During last night’s concert as part of the Super Bowl Music Fest, Guns N’ Roses dedicated their version of Bob Dylan‘s “Knockin’ on Heaven’s Door” to Los Angeles Lakers legend Kobe Bryant and the eight other people — including Bryant’s daughter Gianna — who were killed in a helicopter crash in Calabasas, Calif., last Sunday.

As Axl Rose says in the video below, he witnessed the smoke from the accident. He was coming home from rehearsal and saw something like “a fog bank, like a thundercloud over the trees,” that was white He described it as “formidable,” while others who were returning to his house in different cars said it was “ominous.” “Apparently,” he said, “it was much worse.”

“We wanna dedicate this to Kobe, his daughter, everyone on the flight, their families and everyone affected by this terrible event,” Rose concluded, and the band began the song.

According to Setlist, Guns N’ Roses broke out the Appetite for Destruction deep cut “You’re Crazy” for the first time since Slash and Duff McKagan re-joined the band, although video has yet to surface. The site notes that they last performed “You’re Crazy” on April 12, 2014. The song had made its way into their Jan. 17, 1993 show at the Estadio River Plate in Buenos Aires, the last night of the Use Your Illusion tour, with Slash and McKagan leaving before the band played another concert.

The concert also featured an opening set by Snoop Doog, and the two acts shared backstage pictures on social media.

Setlist also reports that the show from Miami’s American Airlines Arena had to be paused after “November Rain” due to an unspecified technical issue. This was the band’s first show of 2020, with them heading to South America in March and April, followed by a European tour in May and June.

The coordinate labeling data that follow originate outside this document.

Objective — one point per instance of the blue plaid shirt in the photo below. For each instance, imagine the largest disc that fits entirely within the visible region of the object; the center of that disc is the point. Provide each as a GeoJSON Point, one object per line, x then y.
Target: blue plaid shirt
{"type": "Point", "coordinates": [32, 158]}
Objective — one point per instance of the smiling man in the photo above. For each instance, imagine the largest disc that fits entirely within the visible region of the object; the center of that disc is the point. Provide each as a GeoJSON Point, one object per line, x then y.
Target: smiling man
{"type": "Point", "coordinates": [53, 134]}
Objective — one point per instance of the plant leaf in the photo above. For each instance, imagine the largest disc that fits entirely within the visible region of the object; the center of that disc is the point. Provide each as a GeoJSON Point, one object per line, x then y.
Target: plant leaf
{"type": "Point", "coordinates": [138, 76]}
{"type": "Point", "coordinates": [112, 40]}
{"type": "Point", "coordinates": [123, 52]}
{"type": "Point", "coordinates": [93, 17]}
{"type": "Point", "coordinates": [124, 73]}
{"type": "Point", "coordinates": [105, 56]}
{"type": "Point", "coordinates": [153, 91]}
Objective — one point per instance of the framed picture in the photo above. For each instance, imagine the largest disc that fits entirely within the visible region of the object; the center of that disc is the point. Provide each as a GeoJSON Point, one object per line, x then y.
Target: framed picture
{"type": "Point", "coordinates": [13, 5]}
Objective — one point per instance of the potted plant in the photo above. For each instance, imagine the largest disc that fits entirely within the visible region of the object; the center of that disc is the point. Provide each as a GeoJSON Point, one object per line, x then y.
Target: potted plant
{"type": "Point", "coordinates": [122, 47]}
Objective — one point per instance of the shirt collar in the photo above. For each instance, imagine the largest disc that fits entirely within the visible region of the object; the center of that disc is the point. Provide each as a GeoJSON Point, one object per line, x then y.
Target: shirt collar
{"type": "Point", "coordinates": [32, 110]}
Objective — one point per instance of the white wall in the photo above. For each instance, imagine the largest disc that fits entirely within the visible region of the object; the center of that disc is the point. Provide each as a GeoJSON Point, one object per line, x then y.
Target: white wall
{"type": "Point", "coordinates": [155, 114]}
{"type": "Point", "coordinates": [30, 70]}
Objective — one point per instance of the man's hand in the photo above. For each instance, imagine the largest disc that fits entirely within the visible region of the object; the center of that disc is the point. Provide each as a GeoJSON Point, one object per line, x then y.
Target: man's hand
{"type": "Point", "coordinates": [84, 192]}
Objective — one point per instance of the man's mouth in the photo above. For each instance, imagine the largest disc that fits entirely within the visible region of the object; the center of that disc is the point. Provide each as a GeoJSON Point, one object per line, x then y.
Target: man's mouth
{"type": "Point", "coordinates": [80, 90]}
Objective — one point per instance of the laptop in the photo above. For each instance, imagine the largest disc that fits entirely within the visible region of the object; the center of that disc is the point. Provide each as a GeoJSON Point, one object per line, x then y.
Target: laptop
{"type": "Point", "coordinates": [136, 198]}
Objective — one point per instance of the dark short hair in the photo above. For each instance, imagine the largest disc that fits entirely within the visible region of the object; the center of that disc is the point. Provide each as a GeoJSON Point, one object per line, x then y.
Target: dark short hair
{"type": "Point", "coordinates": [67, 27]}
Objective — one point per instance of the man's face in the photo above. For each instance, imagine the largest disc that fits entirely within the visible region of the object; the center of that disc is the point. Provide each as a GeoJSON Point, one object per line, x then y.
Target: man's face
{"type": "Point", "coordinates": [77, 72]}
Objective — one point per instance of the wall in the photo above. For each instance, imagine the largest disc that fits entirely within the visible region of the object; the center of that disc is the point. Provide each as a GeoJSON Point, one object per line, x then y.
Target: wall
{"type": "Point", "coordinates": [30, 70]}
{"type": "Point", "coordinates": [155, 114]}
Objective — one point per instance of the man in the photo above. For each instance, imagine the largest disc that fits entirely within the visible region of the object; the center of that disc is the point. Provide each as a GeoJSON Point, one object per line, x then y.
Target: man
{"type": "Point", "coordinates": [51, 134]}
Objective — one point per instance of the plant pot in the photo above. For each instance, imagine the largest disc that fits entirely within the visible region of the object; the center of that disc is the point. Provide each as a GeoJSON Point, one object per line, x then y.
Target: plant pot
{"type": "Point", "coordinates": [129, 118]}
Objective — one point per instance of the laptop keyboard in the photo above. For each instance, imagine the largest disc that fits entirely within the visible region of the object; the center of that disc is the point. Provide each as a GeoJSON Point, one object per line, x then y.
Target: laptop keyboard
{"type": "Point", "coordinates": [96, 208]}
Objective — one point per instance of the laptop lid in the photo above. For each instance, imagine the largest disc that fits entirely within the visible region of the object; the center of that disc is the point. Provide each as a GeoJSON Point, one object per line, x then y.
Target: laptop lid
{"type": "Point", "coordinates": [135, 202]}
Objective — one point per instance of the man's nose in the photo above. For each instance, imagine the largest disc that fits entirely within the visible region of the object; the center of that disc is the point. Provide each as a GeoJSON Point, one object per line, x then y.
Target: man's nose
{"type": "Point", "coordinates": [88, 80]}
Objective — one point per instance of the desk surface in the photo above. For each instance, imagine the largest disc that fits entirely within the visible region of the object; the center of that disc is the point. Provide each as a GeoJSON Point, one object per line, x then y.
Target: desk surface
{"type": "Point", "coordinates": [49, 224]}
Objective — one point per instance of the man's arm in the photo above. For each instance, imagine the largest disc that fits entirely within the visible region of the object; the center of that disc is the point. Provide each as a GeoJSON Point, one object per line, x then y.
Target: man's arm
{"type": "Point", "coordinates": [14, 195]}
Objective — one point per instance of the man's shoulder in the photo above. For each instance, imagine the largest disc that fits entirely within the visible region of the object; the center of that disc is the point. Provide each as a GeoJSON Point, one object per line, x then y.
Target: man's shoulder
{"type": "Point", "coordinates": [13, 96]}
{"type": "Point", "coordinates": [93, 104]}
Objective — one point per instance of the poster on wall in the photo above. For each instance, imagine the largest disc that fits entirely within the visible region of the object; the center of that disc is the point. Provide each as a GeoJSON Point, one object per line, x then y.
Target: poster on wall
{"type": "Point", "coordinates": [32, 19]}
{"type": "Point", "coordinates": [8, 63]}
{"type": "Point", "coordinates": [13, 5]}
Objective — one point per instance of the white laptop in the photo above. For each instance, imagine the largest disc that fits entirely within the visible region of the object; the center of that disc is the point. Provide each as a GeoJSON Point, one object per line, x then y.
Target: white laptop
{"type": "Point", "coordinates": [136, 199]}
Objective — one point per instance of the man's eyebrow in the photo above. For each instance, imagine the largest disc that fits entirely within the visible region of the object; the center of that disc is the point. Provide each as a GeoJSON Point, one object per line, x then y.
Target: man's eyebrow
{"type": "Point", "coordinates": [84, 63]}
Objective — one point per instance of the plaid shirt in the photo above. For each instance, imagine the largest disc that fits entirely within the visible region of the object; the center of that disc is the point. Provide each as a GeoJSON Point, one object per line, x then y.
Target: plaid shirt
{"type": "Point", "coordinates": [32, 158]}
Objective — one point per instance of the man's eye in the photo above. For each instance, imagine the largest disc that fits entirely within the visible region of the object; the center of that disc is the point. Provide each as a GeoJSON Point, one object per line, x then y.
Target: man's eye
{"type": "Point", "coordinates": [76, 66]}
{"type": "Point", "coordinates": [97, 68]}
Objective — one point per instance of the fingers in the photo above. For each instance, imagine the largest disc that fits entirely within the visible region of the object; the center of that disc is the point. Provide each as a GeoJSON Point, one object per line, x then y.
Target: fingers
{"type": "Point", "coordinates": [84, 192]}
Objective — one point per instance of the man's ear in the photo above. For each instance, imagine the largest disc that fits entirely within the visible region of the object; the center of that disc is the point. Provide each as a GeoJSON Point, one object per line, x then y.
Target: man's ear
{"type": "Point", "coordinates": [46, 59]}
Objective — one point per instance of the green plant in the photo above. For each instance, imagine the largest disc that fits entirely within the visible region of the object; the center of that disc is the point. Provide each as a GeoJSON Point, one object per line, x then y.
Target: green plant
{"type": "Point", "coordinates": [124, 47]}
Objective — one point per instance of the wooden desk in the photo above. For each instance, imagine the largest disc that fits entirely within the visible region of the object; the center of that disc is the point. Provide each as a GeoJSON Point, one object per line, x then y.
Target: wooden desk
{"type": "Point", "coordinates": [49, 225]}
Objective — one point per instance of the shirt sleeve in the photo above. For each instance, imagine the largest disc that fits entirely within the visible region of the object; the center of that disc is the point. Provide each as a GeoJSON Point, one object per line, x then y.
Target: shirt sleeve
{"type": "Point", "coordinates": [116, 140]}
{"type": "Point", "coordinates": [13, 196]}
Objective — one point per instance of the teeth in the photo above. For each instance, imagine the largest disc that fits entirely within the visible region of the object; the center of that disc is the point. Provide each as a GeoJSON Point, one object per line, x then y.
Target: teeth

Red Hot Chili Peppers bassist Flea recently spoke about how Bryant’s death affected him. In an interview with ESPN, he spoke about Bryant’s evolution as a player and a person. “He came when he was 17 years old to the Lakers. I met him when he was 17 years old,” Flea said before describing how he entered the league as an “arrogant kid” — not passing and not getting along with teammate Shaquille O’Neal — and then became “humbler, and he became kinder and he started learning how to lift up his teammates. … Then he retires and we watch him evolve even more. He’s a storyteller — he’s putting out kids’ books. He’s coaching a girls basketball team and to see him go like this is just devastating.”